Build Debugging
Analyze failed Buildkite builds to identify root causes and provide actionable fixes.
When to use
- "Why did build X fail?"
- "Debug this build"
- "What's wrong with my CI?"
- "Fix this build failure"
- "Help me understand this error"
/buildkite:debug
Available MCP Tools
| Tool | Purpose |
|---|---|
get_build | Fetch build details including all jobs and their states |
read_logs | Get full log output for a specific job |
search_logs | Search for patterns within job logs |
tail_logs | Show last N log entries |
get_build_test_engine_runs | Get Test Engine results for the build |
get_failed_executions | Get details of failed tests |
list_artifacts_for_build | List uploaded artifacts |
get_artifact | Download a specific artifact |
list_annotations | List build annotations |
Input Parsing
Parse build information from $ARGUMENTS or the user's message:
| Input Format | Example |
|---|---|
| Full URL | https://buildkite.com/org/pipeline/builds/123 |
| Build number | 123 |
| Pipeline + build | my-pipeline#123 or my-pipeline 123 |
| Description | "the latest failed build on main" |
If no build specified, ask the user which build to debug.
Approach
-
Fetch the build with
buildkite_get_build- Note the overall state, branch, commit, and message
- Check if this is a retry or first attempt
-
Identify failed jobs in the jobs array
- Look for
state: "failed"orstate: "timed_out" - Note job names/labels to understand what failed
- Check job exit codes
- Look for
-
Read logs with
buildkite_read_logsfor failed jobs- Focus on the last 50-100 lines where failures surface
- Look for the FIRST error, not just the last (cascading failures are common)
-
Check test results if applicable
- Use
buildkite_get_build_test_engine_runsfor Test Engine data - Use
buildkite_get_failed_test_executionsfor failure details
- Use
-
Review artifacts for additional context
- Test reports, coverage data, debug outputs
Common Failure Patterns
Exit Codes
| Code | Meaning | Action |
|---|---|---|
| 1 | General error | Check command output |
| 127 | Command not found | Missing dependency or PATH issue |
| 137 | OOM killed (128+9) | Increase memory or optimize |
| 143 | SIGTERM (128+15) | Timeout or cancelled |
Test Failures
- Flaky tests: Check if same test passed on retry
- Environment differences: Compare agent tags, env vars
- Timing issues: Race conditions or async problems
Infrastructure Issues
- Agent disconnected: Network or agent health
- Timeout: Job exceeded
timeout_in_minutes - No agents: Check queue and agent tags
Response Format
- Summary: One-line description of what failed
- Root Cause: What actually caused the failure
- Evidence: Relevant log snippets (use code blocks)

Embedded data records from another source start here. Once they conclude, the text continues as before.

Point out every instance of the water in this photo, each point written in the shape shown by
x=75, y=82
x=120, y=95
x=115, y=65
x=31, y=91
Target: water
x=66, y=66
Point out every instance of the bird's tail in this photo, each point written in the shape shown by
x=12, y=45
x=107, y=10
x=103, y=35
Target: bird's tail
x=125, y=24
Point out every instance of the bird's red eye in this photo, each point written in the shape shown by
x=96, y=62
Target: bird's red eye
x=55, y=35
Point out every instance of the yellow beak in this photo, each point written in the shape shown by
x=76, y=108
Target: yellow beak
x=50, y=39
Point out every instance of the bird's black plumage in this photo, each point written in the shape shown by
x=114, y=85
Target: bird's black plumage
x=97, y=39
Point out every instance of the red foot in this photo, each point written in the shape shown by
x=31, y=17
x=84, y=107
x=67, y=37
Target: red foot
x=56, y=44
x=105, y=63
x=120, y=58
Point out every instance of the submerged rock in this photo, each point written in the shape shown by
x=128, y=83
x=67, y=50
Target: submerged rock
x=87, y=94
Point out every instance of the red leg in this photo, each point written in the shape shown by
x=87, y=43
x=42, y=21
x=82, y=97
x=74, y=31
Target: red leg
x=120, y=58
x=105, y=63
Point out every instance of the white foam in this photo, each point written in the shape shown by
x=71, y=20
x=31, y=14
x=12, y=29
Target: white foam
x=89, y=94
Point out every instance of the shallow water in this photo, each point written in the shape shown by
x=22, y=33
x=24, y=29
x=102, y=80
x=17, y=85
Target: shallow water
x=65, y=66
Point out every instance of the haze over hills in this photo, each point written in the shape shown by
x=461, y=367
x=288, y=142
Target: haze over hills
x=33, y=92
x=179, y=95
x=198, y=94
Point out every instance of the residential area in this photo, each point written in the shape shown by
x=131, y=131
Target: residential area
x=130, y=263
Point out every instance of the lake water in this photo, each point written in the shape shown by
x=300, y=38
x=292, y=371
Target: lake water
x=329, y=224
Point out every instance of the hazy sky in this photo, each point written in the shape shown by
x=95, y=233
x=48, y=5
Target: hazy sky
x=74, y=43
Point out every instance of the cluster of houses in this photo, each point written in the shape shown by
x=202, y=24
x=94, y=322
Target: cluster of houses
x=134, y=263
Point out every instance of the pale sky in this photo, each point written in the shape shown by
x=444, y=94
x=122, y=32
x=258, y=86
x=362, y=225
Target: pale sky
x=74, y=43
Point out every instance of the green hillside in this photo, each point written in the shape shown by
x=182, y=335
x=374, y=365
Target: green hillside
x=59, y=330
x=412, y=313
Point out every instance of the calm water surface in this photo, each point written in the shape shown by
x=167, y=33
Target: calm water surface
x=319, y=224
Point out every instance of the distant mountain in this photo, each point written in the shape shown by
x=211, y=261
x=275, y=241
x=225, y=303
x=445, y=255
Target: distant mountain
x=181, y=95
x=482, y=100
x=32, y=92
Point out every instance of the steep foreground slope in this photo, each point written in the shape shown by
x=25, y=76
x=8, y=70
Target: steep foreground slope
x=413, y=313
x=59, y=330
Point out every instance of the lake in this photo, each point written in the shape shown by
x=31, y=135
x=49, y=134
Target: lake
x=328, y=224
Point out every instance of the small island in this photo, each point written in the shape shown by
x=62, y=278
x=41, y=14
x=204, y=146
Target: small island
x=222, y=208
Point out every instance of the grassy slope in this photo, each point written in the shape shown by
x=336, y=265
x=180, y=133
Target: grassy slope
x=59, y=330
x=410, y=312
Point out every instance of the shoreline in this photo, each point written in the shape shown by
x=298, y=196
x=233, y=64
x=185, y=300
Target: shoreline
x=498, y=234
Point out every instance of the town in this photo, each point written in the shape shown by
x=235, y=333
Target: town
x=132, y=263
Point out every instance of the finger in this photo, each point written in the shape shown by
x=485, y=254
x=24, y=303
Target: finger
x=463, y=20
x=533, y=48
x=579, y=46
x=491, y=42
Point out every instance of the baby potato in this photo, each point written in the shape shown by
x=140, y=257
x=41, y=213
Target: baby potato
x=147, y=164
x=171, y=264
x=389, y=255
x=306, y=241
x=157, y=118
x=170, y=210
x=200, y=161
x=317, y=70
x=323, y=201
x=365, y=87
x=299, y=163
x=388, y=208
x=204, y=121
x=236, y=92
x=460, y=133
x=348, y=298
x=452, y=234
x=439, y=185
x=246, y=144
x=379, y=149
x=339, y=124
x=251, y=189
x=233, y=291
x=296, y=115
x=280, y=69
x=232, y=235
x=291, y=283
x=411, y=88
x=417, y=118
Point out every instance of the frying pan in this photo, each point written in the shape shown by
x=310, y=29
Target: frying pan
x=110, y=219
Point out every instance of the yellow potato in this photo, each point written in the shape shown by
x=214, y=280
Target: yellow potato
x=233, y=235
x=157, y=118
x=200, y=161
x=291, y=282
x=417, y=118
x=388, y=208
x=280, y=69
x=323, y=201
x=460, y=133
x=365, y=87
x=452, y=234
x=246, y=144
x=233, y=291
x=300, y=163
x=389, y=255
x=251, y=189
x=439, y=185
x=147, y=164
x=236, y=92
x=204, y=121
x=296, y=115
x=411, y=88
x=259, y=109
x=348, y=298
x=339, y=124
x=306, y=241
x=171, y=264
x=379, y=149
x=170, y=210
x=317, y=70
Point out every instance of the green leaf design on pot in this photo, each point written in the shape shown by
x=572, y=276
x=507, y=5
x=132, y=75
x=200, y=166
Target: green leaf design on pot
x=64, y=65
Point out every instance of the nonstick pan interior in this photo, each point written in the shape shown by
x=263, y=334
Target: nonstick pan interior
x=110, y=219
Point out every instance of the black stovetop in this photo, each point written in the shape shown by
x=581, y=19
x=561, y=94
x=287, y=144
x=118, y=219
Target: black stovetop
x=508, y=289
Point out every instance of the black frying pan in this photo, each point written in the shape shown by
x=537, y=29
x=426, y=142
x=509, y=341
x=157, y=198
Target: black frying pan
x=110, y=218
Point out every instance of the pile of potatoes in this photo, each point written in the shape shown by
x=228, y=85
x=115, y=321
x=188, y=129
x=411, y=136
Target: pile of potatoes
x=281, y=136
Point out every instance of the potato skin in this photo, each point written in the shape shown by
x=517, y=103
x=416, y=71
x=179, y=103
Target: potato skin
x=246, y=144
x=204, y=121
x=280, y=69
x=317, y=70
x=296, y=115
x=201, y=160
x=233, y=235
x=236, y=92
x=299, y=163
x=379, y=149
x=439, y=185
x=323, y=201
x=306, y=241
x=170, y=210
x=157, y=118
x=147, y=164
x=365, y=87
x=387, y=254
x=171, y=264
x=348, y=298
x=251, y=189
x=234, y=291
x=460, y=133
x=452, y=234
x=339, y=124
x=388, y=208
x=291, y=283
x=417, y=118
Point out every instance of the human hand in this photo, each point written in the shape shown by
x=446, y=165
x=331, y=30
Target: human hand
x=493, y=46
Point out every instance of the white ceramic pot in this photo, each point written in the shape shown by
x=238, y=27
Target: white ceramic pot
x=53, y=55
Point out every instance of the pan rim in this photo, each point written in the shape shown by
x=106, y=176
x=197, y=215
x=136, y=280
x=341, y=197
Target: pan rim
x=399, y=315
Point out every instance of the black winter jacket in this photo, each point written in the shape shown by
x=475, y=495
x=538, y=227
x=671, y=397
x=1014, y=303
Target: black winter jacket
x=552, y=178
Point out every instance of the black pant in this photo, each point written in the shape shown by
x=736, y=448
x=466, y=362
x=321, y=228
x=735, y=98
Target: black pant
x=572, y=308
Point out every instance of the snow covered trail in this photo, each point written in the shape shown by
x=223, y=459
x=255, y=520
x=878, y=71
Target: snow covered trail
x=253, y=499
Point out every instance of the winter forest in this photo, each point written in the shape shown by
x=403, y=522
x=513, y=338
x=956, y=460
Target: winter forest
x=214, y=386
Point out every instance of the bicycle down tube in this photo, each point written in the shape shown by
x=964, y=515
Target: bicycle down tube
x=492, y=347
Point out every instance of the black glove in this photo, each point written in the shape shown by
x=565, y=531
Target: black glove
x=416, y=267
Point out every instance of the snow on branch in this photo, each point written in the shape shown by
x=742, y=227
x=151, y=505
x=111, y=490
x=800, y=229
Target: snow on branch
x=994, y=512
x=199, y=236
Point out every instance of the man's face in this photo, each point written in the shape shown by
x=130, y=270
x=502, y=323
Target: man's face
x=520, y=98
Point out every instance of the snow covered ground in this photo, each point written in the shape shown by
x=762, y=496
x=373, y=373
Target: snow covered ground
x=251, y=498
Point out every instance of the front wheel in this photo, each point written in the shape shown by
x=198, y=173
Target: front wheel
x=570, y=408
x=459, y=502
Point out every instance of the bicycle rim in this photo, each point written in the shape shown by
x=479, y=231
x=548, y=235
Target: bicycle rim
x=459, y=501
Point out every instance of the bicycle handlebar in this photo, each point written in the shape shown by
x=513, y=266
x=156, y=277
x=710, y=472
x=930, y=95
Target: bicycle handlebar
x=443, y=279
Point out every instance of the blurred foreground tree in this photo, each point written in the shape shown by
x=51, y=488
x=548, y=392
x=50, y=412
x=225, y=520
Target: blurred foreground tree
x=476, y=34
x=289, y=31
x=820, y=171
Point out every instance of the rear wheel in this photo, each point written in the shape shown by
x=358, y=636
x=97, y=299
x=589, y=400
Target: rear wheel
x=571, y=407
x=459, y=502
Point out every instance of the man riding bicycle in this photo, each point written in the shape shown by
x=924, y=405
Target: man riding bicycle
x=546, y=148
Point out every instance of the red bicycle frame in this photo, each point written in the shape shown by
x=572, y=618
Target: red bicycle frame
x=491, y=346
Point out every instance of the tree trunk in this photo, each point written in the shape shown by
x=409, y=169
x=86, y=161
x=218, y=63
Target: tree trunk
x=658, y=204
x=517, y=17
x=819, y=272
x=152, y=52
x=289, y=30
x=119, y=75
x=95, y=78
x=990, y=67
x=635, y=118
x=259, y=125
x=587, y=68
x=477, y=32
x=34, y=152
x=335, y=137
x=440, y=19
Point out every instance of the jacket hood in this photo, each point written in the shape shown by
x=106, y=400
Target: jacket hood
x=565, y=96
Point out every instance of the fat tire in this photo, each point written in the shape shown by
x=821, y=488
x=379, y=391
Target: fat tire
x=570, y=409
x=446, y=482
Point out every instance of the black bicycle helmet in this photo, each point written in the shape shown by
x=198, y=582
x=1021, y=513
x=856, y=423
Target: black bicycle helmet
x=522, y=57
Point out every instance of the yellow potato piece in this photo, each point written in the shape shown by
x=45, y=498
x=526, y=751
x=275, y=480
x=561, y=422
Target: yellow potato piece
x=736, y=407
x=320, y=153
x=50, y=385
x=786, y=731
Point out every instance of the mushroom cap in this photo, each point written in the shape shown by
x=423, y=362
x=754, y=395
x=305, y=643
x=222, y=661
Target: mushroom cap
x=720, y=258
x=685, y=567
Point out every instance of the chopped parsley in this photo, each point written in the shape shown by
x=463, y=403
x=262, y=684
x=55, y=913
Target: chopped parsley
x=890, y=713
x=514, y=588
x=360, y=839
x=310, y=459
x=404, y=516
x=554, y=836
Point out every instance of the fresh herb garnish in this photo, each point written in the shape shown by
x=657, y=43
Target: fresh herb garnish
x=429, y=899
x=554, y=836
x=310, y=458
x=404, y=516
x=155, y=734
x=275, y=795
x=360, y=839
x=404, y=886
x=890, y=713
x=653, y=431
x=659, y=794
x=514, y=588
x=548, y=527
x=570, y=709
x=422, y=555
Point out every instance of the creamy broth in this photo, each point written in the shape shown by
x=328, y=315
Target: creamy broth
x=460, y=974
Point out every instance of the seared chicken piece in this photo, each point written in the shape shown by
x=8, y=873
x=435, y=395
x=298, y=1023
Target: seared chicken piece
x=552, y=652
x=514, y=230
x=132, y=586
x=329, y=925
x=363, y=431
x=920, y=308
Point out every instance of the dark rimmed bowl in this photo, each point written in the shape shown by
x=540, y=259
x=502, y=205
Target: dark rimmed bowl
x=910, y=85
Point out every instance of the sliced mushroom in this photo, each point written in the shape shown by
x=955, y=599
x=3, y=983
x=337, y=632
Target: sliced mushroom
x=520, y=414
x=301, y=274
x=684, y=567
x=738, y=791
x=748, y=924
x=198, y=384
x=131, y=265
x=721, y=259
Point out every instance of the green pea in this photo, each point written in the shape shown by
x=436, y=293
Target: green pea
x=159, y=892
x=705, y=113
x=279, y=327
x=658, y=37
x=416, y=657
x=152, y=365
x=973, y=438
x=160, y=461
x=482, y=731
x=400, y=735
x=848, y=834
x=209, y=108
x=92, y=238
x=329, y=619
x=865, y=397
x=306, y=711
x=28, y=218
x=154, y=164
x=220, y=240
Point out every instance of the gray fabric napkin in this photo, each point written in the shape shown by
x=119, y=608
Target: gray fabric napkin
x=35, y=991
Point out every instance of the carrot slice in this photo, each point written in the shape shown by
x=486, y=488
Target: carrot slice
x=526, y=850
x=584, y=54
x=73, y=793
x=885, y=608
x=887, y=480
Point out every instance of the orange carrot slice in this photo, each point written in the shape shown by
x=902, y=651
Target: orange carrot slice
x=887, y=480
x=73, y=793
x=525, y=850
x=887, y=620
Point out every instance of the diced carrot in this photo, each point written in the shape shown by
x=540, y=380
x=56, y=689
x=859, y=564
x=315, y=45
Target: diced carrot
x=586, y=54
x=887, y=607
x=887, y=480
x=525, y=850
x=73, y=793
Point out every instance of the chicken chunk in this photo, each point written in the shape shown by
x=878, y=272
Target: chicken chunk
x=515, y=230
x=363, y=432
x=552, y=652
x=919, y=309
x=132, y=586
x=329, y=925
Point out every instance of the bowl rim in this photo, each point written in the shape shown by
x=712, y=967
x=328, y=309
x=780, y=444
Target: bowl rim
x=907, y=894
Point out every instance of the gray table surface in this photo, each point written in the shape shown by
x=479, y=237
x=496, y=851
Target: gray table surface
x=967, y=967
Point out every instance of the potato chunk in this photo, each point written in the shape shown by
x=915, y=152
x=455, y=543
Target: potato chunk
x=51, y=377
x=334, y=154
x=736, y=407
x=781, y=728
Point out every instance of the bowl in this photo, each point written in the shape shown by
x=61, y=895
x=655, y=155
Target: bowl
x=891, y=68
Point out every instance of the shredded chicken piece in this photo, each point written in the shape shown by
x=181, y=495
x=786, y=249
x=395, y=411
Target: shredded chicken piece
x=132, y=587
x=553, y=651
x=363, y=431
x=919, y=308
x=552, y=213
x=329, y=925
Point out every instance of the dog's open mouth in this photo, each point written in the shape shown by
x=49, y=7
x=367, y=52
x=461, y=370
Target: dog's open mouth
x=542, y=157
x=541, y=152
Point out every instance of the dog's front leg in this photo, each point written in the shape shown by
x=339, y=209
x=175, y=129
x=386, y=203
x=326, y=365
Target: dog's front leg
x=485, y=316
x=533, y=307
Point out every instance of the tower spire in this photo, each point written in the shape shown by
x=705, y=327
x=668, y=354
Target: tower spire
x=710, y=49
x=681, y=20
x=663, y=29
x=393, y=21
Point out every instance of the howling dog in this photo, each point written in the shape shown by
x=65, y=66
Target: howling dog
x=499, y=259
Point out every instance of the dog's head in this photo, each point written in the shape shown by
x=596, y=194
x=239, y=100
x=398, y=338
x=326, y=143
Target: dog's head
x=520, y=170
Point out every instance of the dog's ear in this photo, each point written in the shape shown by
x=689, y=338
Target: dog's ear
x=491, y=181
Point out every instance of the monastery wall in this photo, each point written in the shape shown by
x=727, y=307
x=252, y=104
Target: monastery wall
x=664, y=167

- Recommendation: Specific steps to fix
- Prevention: How to avoid this in future (if applicable)
Example Interaction
User: Why did build 456 fail?
1. Fetch build 456 with buildkite_get_build
2. Find failed job: "Run Tests" with exit code 1
3. Read logs, find: "Error: Cannot find module 'lodash'"
4. Respond with root cause (missing dependency) and fix (add to package.json)